The ISO recently held our annual Hui-Ā-tau and endorsed the following perspectives for the coming political year.

  1. The Coalition government is carrying out attacks on workers, Māori, the environment and young people on a scale we have not seen since the National government of 1990 – 1993. The first five months show the scale of the attacks: public service jobs cuts, Minimum Wage cut, doubling public transport fares for under-25s, 90 day trials, environmental protections, Māori representation on Councils, Fair Pay Agreements. A bonfire of the moderate reforms of 2017 – 2023.
  1. Equally, the first five months show us a government by no means stable. PM Christopher Luxon is politically inexperienced, and already has struggled with media attention. Peters and Seymour both have an interest in keeping attention on their parties, and on being seen to kick against their own Coalition.
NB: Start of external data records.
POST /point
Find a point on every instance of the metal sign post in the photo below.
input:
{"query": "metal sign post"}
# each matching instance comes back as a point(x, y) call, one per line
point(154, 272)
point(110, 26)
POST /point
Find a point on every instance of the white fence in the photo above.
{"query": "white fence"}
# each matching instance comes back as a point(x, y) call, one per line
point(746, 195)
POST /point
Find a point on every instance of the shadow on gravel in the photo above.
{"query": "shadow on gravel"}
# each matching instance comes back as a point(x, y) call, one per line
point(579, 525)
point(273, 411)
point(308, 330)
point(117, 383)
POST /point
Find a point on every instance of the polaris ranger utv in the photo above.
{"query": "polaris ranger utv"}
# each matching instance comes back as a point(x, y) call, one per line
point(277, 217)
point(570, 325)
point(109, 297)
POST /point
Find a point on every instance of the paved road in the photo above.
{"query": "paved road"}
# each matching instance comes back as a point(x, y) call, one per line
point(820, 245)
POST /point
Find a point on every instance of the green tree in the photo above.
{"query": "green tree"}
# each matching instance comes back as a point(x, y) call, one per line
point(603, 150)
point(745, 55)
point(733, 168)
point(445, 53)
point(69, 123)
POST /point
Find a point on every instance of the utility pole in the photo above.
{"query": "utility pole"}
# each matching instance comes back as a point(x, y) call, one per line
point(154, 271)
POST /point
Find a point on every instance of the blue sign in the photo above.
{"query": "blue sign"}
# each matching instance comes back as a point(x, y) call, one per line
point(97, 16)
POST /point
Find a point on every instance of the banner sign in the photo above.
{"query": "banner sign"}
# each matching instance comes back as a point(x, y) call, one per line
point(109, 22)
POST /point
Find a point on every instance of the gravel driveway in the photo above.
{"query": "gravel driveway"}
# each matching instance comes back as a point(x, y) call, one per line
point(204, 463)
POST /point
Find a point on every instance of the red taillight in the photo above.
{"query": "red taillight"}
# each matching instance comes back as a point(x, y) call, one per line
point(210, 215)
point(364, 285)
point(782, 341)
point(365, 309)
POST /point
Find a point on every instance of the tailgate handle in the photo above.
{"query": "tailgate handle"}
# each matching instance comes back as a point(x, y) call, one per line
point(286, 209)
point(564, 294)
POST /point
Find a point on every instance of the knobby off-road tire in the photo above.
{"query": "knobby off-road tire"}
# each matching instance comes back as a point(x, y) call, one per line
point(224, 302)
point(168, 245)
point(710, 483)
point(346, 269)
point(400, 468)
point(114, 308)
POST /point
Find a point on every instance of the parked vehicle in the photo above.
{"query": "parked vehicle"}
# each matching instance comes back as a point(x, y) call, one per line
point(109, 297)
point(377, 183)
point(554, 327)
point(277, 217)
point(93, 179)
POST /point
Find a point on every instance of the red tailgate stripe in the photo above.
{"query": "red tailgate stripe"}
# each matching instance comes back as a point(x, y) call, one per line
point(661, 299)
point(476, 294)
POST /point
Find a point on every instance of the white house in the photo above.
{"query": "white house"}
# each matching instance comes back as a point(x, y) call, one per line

  1. The core cadre of the Coalition parties, especially ACT and New Zealand First, are motivated by and need the spiritual and political sustenance of ‘culture wars’ questions: against gender diversity, against so-called ‘special treatment’ for Māori, against all of the gains oppressed groups have made in the past decades. In this they go against the broad developments of culture in Aotearoa in general, and in the working class in particular. These are not popular causes being driven by genuine mobilisations from below. They are the pet obsessions of sections of the middle-class base of these two parties, encouraged, sustained and reinforced by a well-connected international network of right-wing media and political projects.
  1. Inflation and the cost of living continue to press on the working class. Real earnings have decreased for most workers decreased. The official unemployment rate has jumped to 4.3 percent, and this is before savage public service jobs cuts have taken place. The threat of job cuts, and pessimism around the economy, adds to a general sense of unease.
  1. The movement against the war in Palestine, the largest since 2003, and Māori protest, especially around Waitangi Day, has given the first five months of the Coalition government a ‘flavour’ of dissent. Protest is a normal part of political life now in a way it has not been for years. Māori, building on years of increased confidence on questions from language to land, have shown historically significant levels of unity and determination in opposition to the government. Support for basic demands of Māori is widespread across the working class. 
  1. The two recent opinion polls (in April) show a weakening of the coalition parties’ support. Labour’s has strengthened, up from 26.9 percent at the general election to 30 and 33 percent.
  1. Despite price inflation easing and tax cuts in the offing, the economic outlook in general is gloomy: growth in the doldrums, high interest rates, job losses and a squeeze on small businesses. In these circumstances the Coalition’s current level of support could well fall, but much depends on whether the Labour Party, the biggest gun on the left, articulates an angry alternative, which so far it has failed to do.
  1. While impending job losses and rising unemployment will tend to dampen workers’ confidence to take industrial action, the swing will be towards politics. As so often in history, young people are being the first to move. This is most striking in the mobilisations on Palestine, but that is not the only indication. In Te Whanganui-a-Tara a surprising number of young people have turned out for meetings in opposition to airport privatisation and (for the first time in years) a May Day rally. It is no exaggeration to say a movement to the left is developing among a layer of young people.
  2. This is a contradictory, uncertain, unclear situation. The government is both in a position of strength and clearly disorganised. Our side is still linked to a demobilising Labour party. Cultural attacks from the right both threaten the oppressed (and challenge hard-fought gains) and provide opportunities to mobilise in solidarity.